- Love could lead you astray. Marriage was the safe place - a place where women could bury dreams and pretend, create a make-believe world and remain there forever.
- My mother believed that it was a woman's place to stand behind and by her man. It was her place to obey his will and to meet his every need. In return he would protect and provide. These beliefs were upheld by Scripture and church, by school and community, and by the women's magazines she liked so much.
- My maternal grandmother and grandfather had separate room. Their rooms expressed separate and unique personalities. They taught me by example that it was possible to be married and still keep your own identity.
- Power - not love - seemed to be the underlying theme of daily life in both these households.
- If marriage was to be this power struggle with one person on top and another on the bottom, I wanted no part of it. I lost interest in marriage at an early age, but this loss merely intensified my desire to search for and find a love that would be more vital than the will to power.
- My ideas about love also came from books and television.
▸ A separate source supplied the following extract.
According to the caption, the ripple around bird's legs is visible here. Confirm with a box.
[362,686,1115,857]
- As a girl of the fifties I was taught that a woman's place was in the home. That her destiny was to be a good homemaker, to care for husband and family in sickness and in health without complaint. In her role as caregiver she was also responsible for everyone else's happiness. It was her job to create emotional well-being. She did that by meeting everyone's needs.
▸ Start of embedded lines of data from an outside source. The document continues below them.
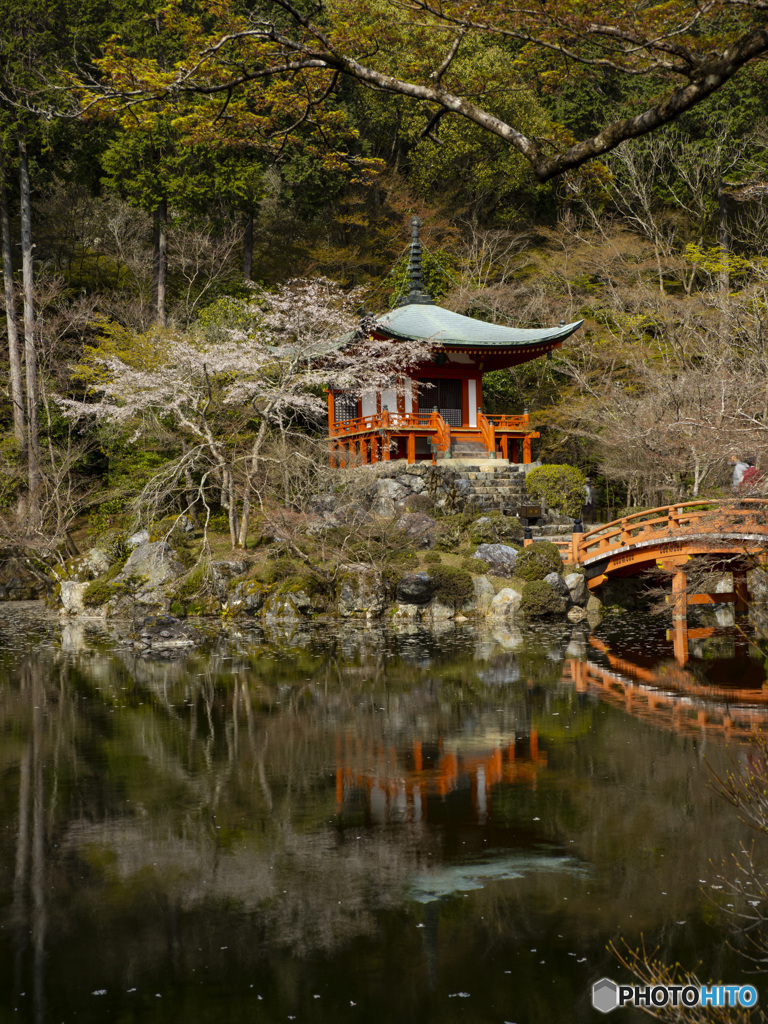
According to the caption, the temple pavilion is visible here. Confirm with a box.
[328,218,583,465]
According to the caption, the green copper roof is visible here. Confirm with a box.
[376,303,583,347]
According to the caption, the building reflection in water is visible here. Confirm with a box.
[335,731,547,826]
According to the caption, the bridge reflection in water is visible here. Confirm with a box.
[563,628,768,742]
[335,625,768,827]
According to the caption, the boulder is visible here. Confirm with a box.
[391,603,423,622]
[337,566,385,618]
[211,560,247,598]
[472,543,518,577]
[472,575,496,615]
[224,580,265,615]
[138,614,197,651]
[395,572,434,605]
[59,581,90,615]
[544,572,571,600]
[427,599,455,621]
[113,541,185,612]
[564,572,587,606]
[263,590,313,620]
[395,512,437,548]
[127,528,150,550]
[567,606,588,623]
[397,473,426,493]
[489,587,523,620]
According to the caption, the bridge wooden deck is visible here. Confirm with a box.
[541,499,768,590]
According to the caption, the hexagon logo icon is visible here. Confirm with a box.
[592,978,619,1014]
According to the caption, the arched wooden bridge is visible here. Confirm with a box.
[545,499,768,591]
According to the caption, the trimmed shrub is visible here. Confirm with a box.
[526,464,586,518]
[430,565,474,605]
[519,580,566,618]
[514,541,563,581]
[424,551,442,564]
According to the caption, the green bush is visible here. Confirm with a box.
[431,565,474,605]
[519,580,566,618]
[526,464,586,519]
[424,551,442,564]
[83,578,117,607]
[514,541,563,581]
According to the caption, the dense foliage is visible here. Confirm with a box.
[2,0,768,545]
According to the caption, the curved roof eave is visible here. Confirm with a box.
[375,303,584,348]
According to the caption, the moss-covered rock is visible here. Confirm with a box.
[83,578,118,607]
[519,579,568,618]
[514,542,564,582]
[468,512,523,546]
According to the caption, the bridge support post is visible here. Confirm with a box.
[734,568,749,614]
[672,570,688,665]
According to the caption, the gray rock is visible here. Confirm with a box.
[395,572,434,604]
[489,587,523,620]
[427,599,455,621]
[114,541,184,611]
[59,581,90,615]
[126,528,150,549]
[473,575,495,615]
[567,606,588,623]
[472,543,518,577]
[224,581,265,615]
[375,478,408,501]
[138,614,197,650]
[371,496,396,518]
[397,474,425,493]
[395,512,437,548]
[564,572,587,606]
[337,566,385,618]
[544,572,571,600]
[263,590,313,620]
- Despite her generosity and power, all her gifts were taken for granted. There were no rewards. Our dad, "the patriarch", always found fault.
- I would not be a subordinated wife or a homemaker.
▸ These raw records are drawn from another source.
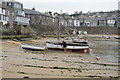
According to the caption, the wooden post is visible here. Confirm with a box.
[86,48,90,54]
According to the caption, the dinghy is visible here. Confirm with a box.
[21,44,46,51]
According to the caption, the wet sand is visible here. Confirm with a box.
[1,35,119,78]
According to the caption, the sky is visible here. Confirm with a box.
[16,0,119,14]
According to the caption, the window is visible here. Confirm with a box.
[12,12,14,16]
[3,15,5,21]
[1,15,3,20]
[8,11,10,15]
[0,8,2,14]
[14,3,22,9]
[52,18,55,22]
[7,2,12,6]
[2,8,5,14]
[0,15,1,20]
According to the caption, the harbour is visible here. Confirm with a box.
[0,34,119,78]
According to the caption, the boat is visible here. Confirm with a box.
[46,41,90,53]
[102,35,110,39]
[114,36,120,39]
[21,44,46,51]
[72,39,88,44]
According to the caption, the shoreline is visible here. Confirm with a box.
[0,34,119,39]
[1,35,119,78]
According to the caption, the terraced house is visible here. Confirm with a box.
[2,0,30,27]
[24,8,55,26]
[0,1,14,28]
[0,0,30,35]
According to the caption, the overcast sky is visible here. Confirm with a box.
[17,0,119,14]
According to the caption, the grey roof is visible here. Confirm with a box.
[24,9,40,15]
[97,17,106,20]
[1,0,22,4]
[24,8,51,17]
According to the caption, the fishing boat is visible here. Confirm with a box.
[72,39,88,44]
[46,41,90,53]
[21,44,46,51]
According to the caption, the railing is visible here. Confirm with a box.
[0,20,7,25]
[16,10,25,17]
[0,8,5,15]
[14,16,30,25]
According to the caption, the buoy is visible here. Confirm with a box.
[12,42,16,44]
[96,57,101,61]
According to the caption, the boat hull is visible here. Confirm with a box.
[73,41,88,44]
[73,39,88,44]
[21,44,45,51]
[46,42,90,53]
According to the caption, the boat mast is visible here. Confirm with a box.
[57,16,60,41]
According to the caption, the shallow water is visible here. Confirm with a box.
[89,40,118,63]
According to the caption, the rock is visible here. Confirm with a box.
[23,76,29,79]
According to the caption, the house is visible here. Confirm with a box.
[24,8,54,27]
[0,1,14,28]
[73,17,80,27]
[2,0,30,26]
[24,8,41,26]
[59,13,74,27]
[107,17,116,27]
[97,17,107,27]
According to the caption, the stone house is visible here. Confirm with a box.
[24,8,54,27]
[59,13,74,27]
[97,17,107,27]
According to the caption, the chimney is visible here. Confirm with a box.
[32,7,35,10]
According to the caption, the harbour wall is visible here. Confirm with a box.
[70,27,119,35]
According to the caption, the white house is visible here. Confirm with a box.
[0,7,9,25]
[107,20,116,27]
[74,19,80,27]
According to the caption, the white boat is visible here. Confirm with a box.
[21,44,46,51]
[46,41,90,53]
[102,35,110,39]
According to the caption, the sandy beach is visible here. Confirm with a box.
[1,35,119,78]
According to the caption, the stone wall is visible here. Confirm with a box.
[70,27,119,35]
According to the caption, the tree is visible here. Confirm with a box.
[74,11,79,14]
[79,11,82,14]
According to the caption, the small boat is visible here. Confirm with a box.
[46,41,90,53]
[73,39,88,44]
[102,35,110,39]
[114,36,120,39]
[21,44,46,51]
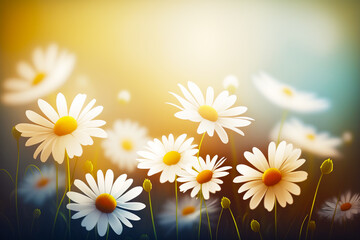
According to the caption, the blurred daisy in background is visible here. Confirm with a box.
[342,131,353,145]
[102,119,150,172]
[318,191,360,223]
[168,81,253,144]
[234,141,307,211]
[222,75,239,95]
[16,93,107,163]
[2,44,76,105]
[137,134,198,183]
[67,169,145,237]
[177,155,231,200]
[158,195,218,234]
[117,90,131,104]
[270,118,341,157]
[19,165,65,206]
[253,72,329,113]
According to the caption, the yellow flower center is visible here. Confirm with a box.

- My parents tried to pull me out of books. They shamed. They humiliated. They punished. Those books were ruining me, giving me too many ideas and too much mouth - all things that destroy a woman's ability to be a good homemaker.
- In the presence of our father, our mother affirmed these beliefs. However, when he was gone, she encouraged reading. She talked about her schoolgirl days, her longing to be a writer. This split in her personality was the one space of private rebellion against patriarchy. It was the space where she revealed her deep disappointment in marriage. It had not proven to be a safe place where she was cherished, taken care of, protected, and loved.
- In those days the so-called great psychologists had confirmed that we could not escape. That it was normal for woman to be passive. She should be fulfilled with and through her man.
- Books helped me to separate marriage and love.
- The one lesson my father taught us about men that lasted was that real men were to be feared. We feared him. And therefore never truly had the opportunity to know him, either to give him love or to know his love.
- My generation of rebellious women, all of us now in our late forties and early fifties, did not want to be bitches. We wanted to be fully self-actualized, self-realized, whole. Our hope was that as we searched for love, we would find a partner, male or female, who would affirm this quest.
- I was rescued from madness by feminist movement. Women's liberation gave focus to my quest and my longings. It validated my desire to be self-realized. Yet it did not change my yearning to find love. It helped me to put the search for love in proper perspective. It helped me to see that women within patriarchy could not depend on the love of a good man to affirm our quest for selfhood.
- Ultimately, I could not count on finding love, I could count on my mind. I looked for love, but I found freedom.
- Love generated in the quest for self-realization.
- The proper place for love was as the solid foundation on which I would invent self and create a life.
- Uniting the search for love with the quest to be free was the crucial step.
- Searching for love, I found the path to freedom. Learning how to be free was the first step in learning to know love.